Because zircons can survive geologic processes like erosion, transport, even high-grade metamorphism, they contain a rich and varied record of geological processes.

Currently, zircons are typically dated by uranium-lead (U-Pb), fission-track, cathodoluminescence, and U Th/He techniques.

The U–Pb ages revealed that the Toya Tephra contains zircons with ages that cluster at ~ 0.1 Ma (0.11 ± 0.01 Ma: error shown as 95% confidence level) and xenocrysts with ages 2 Ma, the U–Th method also gave an isochron age of ~ 0.1 Ma (108 ± 19 ka or 0.11 ± 0.02 Ma; error shown as 2σ).
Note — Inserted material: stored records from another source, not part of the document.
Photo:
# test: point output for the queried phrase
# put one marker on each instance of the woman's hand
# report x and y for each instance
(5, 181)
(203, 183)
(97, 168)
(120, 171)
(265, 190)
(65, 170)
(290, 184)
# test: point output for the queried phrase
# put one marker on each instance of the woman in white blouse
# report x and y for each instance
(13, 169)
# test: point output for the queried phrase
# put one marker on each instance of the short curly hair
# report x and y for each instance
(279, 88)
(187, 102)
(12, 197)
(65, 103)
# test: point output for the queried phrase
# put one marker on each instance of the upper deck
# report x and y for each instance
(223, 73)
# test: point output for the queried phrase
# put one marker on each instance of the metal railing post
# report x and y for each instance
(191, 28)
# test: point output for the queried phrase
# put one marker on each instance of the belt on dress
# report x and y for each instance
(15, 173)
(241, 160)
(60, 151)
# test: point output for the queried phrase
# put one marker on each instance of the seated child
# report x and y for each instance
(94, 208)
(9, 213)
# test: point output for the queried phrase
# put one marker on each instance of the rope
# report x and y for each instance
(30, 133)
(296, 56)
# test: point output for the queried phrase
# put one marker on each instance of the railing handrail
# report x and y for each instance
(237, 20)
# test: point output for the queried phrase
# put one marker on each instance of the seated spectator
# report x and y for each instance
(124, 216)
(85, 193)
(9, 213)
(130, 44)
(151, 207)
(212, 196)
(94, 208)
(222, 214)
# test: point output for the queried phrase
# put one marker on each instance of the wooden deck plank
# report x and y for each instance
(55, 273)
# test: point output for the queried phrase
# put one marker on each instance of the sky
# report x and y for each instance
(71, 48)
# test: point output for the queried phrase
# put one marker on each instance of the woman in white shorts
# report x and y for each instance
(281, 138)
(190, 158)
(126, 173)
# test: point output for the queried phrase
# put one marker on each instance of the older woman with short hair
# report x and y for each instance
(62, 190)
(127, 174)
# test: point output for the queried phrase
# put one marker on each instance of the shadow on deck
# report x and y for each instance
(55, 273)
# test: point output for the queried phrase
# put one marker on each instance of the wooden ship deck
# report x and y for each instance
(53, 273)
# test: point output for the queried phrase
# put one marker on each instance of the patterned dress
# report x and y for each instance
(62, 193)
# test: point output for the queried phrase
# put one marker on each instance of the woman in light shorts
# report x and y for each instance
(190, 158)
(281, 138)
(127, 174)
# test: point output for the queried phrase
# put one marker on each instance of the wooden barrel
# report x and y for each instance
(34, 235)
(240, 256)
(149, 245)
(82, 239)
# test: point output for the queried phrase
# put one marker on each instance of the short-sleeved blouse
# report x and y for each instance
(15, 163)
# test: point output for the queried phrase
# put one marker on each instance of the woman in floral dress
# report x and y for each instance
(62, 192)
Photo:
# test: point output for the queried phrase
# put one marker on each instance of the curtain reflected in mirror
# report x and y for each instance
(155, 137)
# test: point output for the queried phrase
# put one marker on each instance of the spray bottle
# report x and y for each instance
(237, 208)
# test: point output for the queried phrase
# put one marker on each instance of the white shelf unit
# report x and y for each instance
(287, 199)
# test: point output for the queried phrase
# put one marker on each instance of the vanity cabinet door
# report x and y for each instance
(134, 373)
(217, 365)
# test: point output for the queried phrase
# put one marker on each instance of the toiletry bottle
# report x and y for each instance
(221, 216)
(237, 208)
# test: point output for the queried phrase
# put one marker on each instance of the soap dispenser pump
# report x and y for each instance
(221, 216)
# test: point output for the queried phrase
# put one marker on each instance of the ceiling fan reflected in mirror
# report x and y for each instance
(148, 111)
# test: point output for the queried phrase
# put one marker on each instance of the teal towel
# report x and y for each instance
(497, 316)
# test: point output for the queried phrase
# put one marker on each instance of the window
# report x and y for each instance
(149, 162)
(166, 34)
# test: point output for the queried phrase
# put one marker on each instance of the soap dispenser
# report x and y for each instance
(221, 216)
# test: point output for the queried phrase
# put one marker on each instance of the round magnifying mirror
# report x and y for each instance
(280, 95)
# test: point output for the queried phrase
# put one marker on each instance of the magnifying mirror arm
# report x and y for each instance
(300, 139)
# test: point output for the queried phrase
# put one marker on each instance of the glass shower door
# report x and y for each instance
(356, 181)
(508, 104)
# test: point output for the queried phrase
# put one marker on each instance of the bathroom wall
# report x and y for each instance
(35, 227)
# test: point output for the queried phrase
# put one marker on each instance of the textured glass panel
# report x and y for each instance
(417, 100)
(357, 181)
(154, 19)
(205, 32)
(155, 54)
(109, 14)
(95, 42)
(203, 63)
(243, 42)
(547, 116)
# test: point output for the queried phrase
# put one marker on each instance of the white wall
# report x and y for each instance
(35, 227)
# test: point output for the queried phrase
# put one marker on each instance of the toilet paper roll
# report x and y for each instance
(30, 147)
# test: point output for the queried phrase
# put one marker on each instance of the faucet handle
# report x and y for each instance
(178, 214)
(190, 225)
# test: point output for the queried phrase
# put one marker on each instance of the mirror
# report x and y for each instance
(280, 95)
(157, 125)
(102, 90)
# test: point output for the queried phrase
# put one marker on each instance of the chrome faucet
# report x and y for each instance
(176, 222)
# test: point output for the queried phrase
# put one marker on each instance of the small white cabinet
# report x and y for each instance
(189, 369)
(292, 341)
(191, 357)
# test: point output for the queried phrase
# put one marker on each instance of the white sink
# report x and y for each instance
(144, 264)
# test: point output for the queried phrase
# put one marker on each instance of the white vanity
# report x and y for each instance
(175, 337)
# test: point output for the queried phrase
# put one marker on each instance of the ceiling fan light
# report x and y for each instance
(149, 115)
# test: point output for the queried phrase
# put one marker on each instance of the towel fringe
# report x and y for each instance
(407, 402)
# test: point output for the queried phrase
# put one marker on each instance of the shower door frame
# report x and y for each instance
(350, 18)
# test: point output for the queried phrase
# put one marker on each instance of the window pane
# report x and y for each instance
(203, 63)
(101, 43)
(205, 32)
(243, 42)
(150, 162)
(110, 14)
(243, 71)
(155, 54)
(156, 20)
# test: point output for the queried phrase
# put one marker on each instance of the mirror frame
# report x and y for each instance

Therefore, both U–Pb and U–Th methods result in similar ages of ~ 0.1 Ma for the Toya Tephra, in agreement with the quartz TL age (104 ± 30 to 118 ± 30 ka) of Ganzawa and Ike (2011).
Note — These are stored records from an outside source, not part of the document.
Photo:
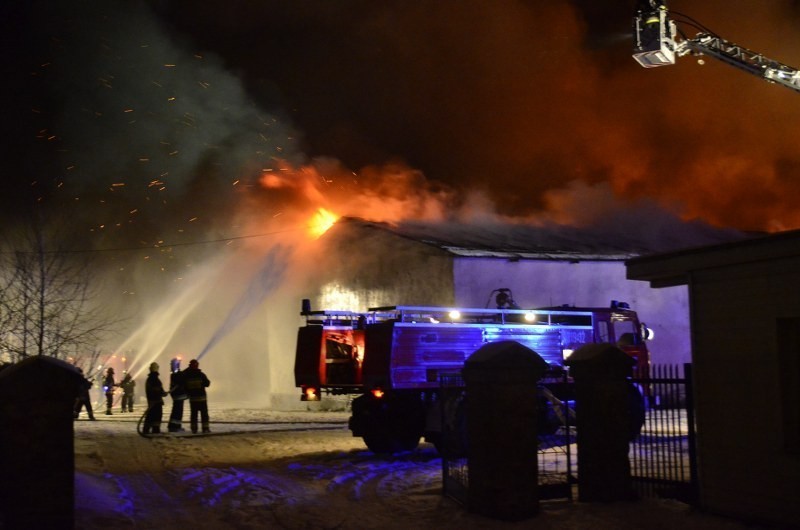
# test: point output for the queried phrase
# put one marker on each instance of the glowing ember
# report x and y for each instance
(321, 221)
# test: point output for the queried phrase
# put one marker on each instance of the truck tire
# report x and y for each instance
(389, 424)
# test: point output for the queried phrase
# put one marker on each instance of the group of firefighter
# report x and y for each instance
(189, 384)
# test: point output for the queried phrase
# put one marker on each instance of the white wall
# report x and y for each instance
(538, 283)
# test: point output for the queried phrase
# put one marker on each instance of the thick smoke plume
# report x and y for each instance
(192, 143)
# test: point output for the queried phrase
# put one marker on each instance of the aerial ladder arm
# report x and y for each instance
(655, 44)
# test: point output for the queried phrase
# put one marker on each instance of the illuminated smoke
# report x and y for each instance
(159, 145)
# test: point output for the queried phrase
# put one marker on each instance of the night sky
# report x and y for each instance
(176, 120)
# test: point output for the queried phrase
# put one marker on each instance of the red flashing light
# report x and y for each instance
(310, 394)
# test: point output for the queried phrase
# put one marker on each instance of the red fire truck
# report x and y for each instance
(392, 357)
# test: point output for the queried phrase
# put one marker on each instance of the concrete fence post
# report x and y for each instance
(37, 455)
(603, 420)
(501, 404)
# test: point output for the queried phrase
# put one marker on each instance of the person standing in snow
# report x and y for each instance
(178, 394)
(154, 390)
(108, 387)
(128, 385)
(196, 382)
(83, 399)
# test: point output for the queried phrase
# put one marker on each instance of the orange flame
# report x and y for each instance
(321, 221)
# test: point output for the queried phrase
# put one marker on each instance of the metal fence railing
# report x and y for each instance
(662, 456)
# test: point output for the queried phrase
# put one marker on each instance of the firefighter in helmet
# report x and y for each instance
(128, 385)
(154, 390)
(178, 394)
(196, 382)
(108, 388)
In addition, the oxygen isotopic compositions of some of these zircons have been interpreted to indicate that more than 4.4 billion years ago there was already water on the surface of the Earth.

In the Variscan belt of Western Europe, the lifetime and evolution of the oceanic domain is poorly constrained by sparse, outdated and unreliable multigrain ID-TIMS U-Pb zircon dating.

The name derives from the Persian zargun meaning gold-hued. It occurs as a common accessory mineral in igneous rocks (as primary crystallization products), in metamorphic rocks and as detrital grains in sedimentary rocks.

Zircon is also very resistant to heat and corrosion.It was also revealed that the Toya Tephra magma crystallized zircons and experienced eruptions instantaneously at ~ 0.1 Ma, which is an important implication to decipher magmatic and eruptive processes for caldera-forming large volcanic systems. Zircon forms in silicate melts with large proportions of high field strength incompatible elements.The combination of U-Th disequilibrium/U-Pb and (U-Th)/He dating of zircon (ZDD) has provided a relatively new radiometric approach suitable for dating Quaternary zircon-bearing volcanic and pyroclastic deposits.This approach permits the dating of zircon as young as ca.For example, hafnium is almost always present in quantities ranging from 1 to 4%.